El crecimiento acelerado de alojamientos temporales modifica el perfil del turismo y abre debate sobre regulación y acceso a la vivienda
Mazatlán, Sinaloa.– El crecimiento de los alojamientos de corta estancia en Mazatlán ha dejado de ser una tendencia para convertirse en un fenómeno estructural del turismo local. La plataforma Airbnb concentra actualmente más del 80 por ciento de este mercado, al pasar de alrededor de mil espacios en 2021 a más de seis mil proyectados para 2026.
De acuerdo con la académica Yessika Mariana Cebreros Millán, este incremento refleja un cambio en el comportamiento de los visitantes, quienes optan cada vez más por alternativas distintas al modelo hotelero tradicional.
El fenómeno, explicó, tiene raíces en el desarrollo inmobiliario que vivió el puerto entre 2006 y 2016, periodo en el que se consolidó la construcción de vivienda y complejos residenciales que, con el tiempo, migraron hacia esquemas de inversión orientados al alquiler temporal mediante plataformas digitales.
Los datos recientes refuerzan esta tendencia. Durante el Carnaval Internacional de Mazatlán 2026, la ocupación hotelera alcanzó el 88 por ciento; sin embargo, entre el 25 y 30 por ciento de los visitantes eligieron hospedarse en alojamientos tipo Airbnb, lo que evidencia una diversificación en las preferencias del turismo.

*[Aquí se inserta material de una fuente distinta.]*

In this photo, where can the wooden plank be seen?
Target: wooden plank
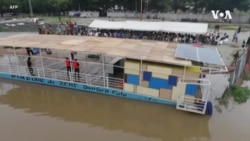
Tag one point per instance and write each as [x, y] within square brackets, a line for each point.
[178, 72]
[132, 71]
[147, 91]
[128, 87]
[159, 69]
[144, 67]
[189, 74]
[132, 65]
[158, 75]
[145, 84]
[165, 93]
[179, 90]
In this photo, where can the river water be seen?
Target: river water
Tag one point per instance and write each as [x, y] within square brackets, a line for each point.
[30, 112]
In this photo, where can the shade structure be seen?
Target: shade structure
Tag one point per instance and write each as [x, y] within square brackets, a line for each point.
[114, 25]
[185, 27]
[204, 55]
[176, 27]
[142, 26]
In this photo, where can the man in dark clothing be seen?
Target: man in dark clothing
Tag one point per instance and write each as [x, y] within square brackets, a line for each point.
[29, 51]
[248, 42]
[76, 66]
[68, 66]
[29, 64]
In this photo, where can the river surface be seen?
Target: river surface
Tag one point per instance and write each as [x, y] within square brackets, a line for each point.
[31, 112]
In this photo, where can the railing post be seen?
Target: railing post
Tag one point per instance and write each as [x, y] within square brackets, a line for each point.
[38, 74]
[17, 60]
[55, 75]
[107, 79]
[42, 61]
[86, 78]
[90, 80]
[10, 71]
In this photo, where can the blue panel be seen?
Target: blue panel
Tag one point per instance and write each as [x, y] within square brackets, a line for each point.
[191, 89]
[172, 80]
[84, 87]
[133, 79]
[147, 75]
[157, 83]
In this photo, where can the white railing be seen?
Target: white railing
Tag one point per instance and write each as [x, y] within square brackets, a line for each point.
[191, 104]
[90, 79]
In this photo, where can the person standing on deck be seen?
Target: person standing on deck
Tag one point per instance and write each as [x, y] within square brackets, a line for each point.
[76, 66]
[29, 64]
[67, 63]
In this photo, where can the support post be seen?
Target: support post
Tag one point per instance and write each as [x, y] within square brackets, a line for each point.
[103, 69]
[17, 60]
[141, 10]
[10, 71]
[71, 67]
[140, 73]
[41, 57]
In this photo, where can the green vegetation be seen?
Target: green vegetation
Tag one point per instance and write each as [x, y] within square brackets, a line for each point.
[57, 6]
[236, 93]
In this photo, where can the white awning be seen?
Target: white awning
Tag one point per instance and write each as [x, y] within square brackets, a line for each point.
[176, 27]
[204, 55]
[101, 24]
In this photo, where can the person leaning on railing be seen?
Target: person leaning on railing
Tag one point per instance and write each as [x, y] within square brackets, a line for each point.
[29, 64]
[68, 66]
[76, 66]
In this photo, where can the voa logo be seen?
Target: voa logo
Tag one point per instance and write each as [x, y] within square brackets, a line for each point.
[221, 14]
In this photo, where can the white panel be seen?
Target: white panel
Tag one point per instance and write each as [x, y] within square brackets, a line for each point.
[128, 87]
[148, 91]
[179, 90]
[205, 55]
[176, 27]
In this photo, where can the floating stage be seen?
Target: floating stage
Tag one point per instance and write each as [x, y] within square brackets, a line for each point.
[153, 71]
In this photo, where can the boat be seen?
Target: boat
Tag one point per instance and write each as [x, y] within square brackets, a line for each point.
[152, 71]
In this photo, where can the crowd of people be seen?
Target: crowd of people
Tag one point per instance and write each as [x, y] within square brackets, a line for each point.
[72, 28]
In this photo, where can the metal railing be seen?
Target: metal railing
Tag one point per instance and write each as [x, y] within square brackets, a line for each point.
[191, 104]
[89, 79]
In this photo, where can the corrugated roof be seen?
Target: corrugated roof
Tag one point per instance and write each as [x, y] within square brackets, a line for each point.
[129, 48]
[176, 27]
[205, 55]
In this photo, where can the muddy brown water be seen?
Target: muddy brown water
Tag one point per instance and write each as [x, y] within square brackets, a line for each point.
[31, 112]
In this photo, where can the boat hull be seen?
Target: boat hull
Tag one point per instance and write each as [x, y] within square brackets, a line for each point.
[88, 88]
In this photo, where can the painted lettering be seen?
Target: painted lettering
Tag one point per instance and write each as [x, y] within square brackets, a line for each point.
[51, 82]
[67, 84]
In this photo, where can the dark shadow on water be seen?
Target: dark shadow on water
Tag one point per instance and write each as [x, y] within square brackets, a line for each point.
[146, 119]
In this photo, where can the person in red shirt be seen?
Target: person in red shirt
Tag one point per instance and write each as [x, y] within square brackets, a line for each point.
[67, 63]
[76, 66]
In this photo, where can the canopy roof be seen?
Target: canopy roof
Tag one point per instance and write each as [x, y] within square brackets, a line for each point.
[156, 51]
[176, 27]
[204, 55]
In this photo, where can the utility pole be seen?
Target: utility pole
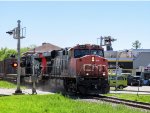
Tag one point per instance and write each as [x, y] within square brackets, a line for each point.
[16, 35]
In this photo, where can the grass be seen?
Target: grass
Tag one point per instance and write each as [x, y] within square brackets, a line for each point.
[57, 104]
[8, 85]
[134, 97]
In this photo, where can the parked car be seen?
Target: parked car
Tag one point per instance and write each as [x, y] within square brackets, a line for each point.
[137, 81]
[121, 81]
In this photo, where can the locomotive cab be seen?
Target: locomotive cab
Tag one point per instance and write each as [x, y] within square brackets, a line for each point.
[89, 67]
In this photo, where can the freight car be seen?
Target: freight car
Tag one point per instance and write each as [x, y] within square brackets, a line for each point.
[82, 68]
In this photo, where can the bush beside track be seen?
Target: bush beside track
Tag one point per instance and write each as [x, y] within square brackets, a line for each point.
[133, 97]
[57, 104]
[8, 85]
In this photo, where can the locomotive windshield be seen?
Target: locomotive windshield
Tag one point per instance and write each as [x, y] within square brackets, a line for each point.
[82, 52]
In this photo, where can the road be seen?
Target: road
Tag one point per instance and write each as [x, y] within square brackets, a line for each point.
[134, 90]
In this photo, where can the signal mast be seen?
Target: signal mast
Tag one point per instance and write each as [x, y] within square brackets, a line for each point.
[107, 41]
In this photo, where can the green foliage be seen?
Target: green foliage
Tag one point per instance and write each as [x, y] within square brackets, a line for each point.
[134, 97]
[5, 53]
[4, 84]
[56, 103]
[136, 44]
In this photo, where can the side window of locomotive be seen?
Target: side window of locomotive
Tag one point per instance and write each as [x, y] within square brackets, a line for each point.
[80, 53]
[97, 52]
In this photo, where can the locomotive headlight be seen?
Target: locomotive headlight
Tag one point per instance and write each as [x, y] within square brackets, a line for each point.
[93, 59]
[104, 74]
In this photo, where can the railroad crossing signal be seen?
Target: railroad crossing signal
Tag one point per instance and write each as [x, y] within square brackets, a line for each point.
[16, 32]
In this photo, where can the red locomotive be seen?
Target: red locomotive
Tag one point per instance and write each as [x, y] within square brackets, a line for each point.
[82, 68]
[87, 69]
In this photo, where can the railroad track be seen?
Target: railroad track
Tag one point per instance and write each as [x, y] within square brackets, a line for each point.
[135, 104]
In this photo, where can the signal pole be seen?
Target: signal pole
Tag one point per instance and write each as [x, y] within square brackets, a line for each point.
[16, 35]
[18, 90]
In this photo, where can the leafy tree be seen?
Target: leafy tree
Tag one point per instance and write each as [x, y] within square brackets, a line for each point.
[6, 53]
[136, 44]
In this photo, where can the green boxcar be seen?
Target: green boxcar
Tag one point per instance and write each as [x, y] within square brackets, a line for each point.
[121, 81]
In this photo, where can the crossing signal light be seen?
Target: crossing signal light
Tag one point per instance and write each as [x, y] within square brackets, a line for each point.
[15, 64]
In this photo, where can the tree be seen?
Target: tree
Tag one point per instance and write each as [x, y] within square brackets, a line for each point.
[136, 44]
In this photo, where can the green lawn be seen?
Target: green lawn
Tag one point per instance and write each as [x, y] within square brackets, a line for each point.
[56, 103]
[134, 97]
[8, 85]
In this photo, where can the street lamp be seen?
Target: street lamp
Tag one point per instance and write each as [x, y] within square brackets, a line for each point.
[117, 60]
[16, 35]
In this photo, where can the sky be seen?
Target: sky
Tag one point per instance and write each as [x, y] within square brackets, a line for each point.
[67, 23]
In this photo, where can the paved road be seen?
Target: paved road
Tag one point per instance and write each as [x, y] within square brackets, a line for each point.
[24, 91]
[134, 90]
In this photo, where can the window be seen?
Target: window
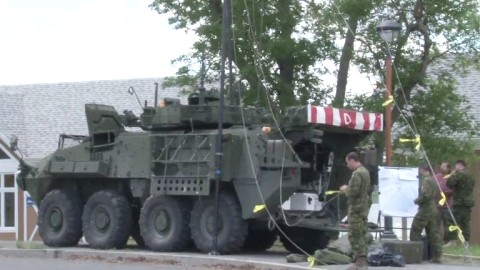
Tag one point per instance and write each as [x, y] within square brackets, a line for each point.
[3, 155]
[7, 201]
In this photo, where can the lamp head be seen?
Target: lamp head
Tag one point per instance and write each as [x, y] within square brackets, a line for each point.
[389, 30]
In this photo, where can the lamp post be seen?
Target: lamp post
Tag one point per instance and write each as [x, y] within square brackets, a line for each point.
[388, 31]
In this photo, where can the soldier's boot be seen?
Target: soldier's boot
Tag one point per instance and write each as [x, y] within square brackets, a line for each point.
[452, 243]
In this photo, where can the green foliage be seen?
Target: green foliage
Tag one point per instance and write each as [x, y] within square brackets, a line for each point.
[442, 119]
[281, 48]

Este cambio responde, en gran medida, a factores económicos y de flexibilidad. Rentar una vivienda permite a los visitantes acceder a espacios más amplios, compartir costos entre grupos y contar con menos restricciones en comparación con los hoteles. No obstante, el modelo también plantea contrastes, ya que la oferta hotelera mantiene ventajas en materia de seguridad y servicios.

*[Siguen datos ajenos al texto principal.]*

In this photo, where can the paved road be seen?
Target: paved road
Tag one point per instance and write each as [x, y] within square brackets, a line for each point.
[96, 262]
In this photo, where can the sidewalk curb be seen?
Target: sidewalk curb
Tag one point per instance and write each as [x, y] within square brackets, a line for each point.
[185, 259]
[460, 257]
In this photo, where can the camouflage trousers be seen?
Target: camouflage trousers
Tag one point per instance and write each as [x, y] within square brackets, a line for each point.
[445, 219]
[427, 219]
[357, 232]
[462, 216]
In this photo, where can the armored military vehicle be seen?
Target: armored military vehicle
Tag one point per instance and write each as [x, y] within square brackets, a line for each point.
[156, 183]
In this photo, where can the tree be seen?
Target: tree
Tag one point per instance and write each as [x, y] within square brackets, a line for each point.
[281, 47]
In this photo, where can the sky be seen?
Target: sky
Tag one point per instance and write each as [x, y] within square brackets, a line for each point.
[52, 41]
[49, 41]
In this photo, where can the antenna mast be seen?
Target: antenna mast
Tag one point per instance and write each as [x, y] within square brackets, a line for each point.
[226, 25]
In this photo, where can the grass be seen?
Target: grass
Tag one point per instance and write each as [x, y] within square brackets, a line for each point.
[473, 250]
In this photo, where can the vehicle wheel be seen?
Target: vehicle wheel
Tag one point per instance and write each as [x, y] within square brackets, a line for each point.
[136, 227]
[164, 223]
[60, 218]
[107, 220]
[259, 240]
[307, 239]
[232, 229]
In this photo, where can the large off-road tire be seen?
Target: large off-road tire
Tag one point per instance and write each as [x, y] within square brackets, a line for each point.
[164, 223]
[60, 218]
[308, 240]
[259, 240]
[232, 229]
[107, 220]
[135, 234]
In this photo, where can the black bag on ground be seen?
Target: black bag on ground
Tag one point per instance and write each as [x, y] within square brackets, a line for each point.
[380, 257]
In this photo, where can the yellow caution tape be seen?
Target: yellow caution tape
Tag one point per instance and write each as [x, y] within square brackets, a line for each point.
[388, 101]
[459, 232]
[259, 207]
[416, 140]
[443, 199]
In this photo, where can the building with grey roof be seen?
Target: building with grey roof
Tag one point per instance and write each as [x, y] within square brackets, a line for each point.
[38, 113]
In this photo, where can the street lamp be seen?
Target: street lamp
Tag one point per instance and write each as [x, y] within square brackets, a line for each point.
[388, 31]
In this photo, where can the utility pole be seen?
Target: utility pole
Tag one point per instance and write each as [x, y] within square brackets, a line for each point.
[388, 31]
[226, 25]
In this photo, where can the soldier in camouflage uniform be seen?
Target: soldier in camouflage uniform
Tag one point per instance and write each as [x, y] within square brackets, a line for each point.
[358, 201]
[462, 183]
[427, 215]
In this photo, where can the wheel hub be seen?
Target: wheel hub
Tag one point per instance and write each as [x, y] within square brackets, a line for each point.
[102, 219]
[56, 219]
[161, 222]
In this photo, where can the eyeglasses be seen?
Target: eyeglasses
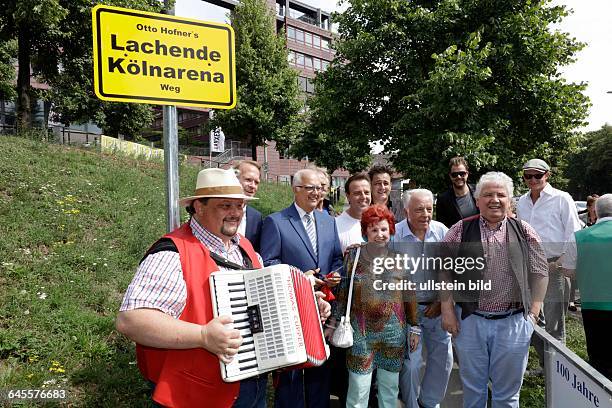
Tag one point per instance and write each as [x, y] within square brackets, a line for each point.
[310, 189]
[530, 176]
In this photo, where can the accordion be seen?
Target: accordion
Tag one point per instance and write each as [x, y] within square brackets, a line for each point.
[276, 311]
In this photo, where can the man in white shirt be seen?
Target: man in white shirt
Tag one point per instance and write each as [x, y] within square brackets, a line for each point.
[552, 213]
[411, 234]
[249, 173]
[357, 189]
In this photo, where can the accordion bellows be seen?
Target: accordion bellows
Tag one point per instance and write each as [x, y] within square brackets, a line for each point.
[276, 311]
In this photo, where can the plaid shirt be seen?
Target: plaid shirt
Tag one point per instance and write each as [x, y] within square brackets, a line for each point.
[505, 289]
[159, 284]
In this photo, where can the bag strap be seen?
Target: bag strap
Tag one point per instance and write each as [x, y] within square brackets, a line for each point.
[350, 299]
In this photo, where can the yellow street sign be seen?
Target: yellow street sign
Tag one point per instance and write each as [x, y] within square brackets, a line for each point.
[160, 59]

Más allá del turismo, el crecimiento de este esquema comienza a impactar el entorno urbano. El aumento en la demanda de renta temporal ha derivado en incrementos en los costos de vivienda en ciertas zonas, lo que podría traducirse en procesos de encarecimiento del suelo y desplazamiento de residentes, fenómeno asociado a la gentrificación.

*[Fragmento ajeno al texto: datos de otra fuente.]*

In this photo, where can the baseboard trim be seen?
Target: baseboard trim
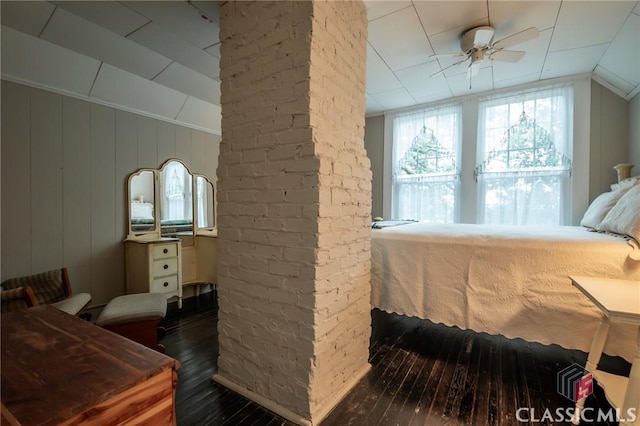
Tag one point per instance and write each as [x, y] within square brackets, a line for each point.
[285, 412]
[261, 400]
[324, 412]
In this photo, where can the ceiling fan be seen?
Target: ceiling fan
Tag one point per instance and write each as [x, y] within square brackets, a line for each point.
[476, 46]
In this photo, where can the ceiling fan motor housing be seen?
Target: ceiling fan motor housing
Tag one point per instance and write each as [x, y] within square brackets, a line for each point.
[476, 38]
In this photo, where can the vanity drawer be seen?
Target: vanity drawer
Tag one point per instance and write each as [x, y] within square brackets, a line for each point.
[165, 285]
[160, 251]
[164, 267]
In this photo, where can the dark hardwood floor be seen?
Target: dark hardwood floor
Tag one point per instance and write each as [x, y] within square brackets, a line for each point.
[422, 374]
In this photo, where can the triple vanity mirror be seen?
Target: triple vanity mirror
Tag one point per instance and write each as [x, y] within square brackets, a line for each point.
[171, 241]
[170, 201]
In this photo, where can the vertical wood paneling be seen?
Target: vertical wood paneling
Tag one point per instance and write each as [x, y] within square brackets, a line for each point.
[147, 143]
[166, 141]
[126, 163]
[212, 152]
[183, 145]
[65, 164]
[46, 180]
[198, 149]
[16, 181]
[76, 192]
[106, 247]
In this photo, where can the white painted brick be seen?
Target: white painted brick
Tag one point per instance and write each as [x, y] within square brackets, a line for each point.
[294, 185]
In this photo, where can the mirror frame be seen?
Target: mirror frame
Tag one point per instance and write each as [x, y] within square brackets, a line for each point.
[144, 233]
[204, 230]
[156, 233]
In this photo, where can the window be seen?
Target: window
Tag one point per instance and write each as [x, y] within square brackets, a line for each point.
[524, 143]
[425, 170]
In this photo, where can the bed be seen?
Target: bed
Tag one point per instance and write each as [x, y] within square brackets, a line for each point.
[506, 280]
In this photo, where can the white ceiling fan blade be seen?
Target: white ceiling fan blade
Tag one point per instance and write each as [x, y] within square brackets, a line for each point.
[446, 68]
[473, 70]
[507, 55]
[447, 55]
[517, 38]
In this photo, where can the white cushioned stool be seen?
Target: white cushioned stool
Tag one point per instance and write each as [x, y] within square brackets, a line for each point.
[136, 317]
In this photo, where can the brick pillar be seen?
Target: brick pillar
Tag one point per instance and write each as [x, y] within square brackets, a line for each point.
[294, 204]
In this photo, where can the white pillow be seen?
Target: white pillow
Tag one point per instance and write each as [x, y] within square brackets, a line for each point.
[599, 208]
[627, 183]
[624, 217]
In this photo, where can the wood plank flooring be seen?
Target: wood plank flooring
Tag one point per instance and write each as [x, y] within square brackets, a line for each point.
[422, 374]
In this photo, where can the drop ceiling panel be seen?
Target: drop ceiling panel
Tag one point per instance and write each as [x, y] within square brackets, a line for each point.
[201, 114]
[27, 16]
[622, 86]
[379, 76]
[182, 19]
[530, 64]
[500, 83]
[210, 8]
[30, 59]
[623, 55]
[377, 9]
[112, 15]
[441, 16]
[419, 82]
[156, 38]
[122, 88]
[82, 36]
[482, 82]
[509, 17]
[571, 62]
[190, 82]
[393, 99]
[588, 23]
[449, 41]
[400, 49]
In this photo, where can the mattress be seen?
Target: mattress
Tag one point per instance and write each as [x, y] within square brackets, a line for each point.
[507, 280]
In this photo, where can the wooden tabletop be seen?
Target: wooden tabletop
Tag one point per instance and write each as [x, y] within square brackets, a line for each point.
[55, 365]
[618, 299]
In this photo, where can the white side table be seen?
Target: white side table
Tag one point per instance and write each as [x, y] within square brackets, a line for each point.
[619, 301]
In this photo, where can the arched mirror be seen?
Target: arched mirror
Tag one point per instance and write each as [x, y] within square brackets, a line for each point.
[142, 218]
[204, 204]
[170, 202]
[175, 184]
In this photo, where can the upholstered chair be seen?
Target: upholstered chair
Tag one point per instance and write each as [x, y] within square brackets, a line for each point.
[53, 288]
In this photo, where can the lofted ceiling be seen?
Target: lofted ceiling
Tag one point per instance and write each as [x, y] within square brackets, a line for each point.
[161, 58]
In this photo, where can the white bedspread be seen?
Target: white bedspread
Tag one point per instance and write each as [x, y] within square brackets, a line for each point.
[504, 280]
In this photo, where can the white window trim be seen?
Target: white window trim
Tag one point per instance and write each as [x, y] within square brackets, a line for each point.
[468, 203]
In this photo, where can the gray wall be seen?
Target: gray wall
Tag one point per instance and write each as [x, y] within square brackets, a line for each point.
[609, 138]
[634, 134]
[374, 143]
[65, 164]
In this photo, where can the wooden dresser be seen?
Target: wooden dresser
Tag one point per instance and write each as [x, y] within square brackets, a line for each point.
[60, 369]
[154, 266]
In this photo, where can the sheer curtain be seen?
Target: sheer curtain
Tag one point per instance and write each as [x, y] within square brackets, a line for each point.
[425, 159]
[176, 191]
[524, 145]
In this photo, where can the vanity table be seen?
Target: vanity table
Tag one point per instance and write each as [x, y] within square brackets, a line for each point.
[172, 236]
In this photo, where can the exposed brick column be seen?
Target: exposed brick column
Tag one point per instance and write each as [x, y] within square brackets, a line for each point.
[294, 204]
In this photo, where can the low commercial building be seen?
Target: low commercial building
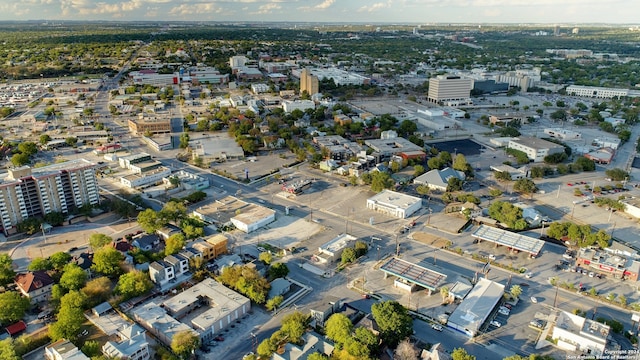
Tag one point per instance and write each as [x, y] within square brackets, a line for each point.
[63, 350]
[536, 149]
[438, 179]
[145, 179]
[563, 134]
[145, 125]
[476, 307]
[132, 344]
[596, 92]
[575, 333]
[155, 319]
[222, 307]
[188, 180]
[245, 216]
[394, 204]
[609, 262]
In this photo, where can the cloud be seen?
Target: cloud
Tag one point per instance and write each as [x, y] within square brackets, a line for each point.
[374, 7]
[267, 8]
[321, 6]
[191, 9]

En este contexto, la especialista planteó la necesidad de discutir mecanismos de regulación similares a los aplicados en la Ciudad de México, donde se establecieron lineamientos para el registro de inmuebles, límites en el número de noches de renta y restricciones en viviendas de interés social.
La discusión no es menor: el desafío radica en encontrar un equilibrio entre el dinamismo turístico que impulsa plataformas como Airbnb y la protección del acceso a la vivienda para la población local, en una ciudad que continúa consolidándose como uno de los destinos más atractivos del país.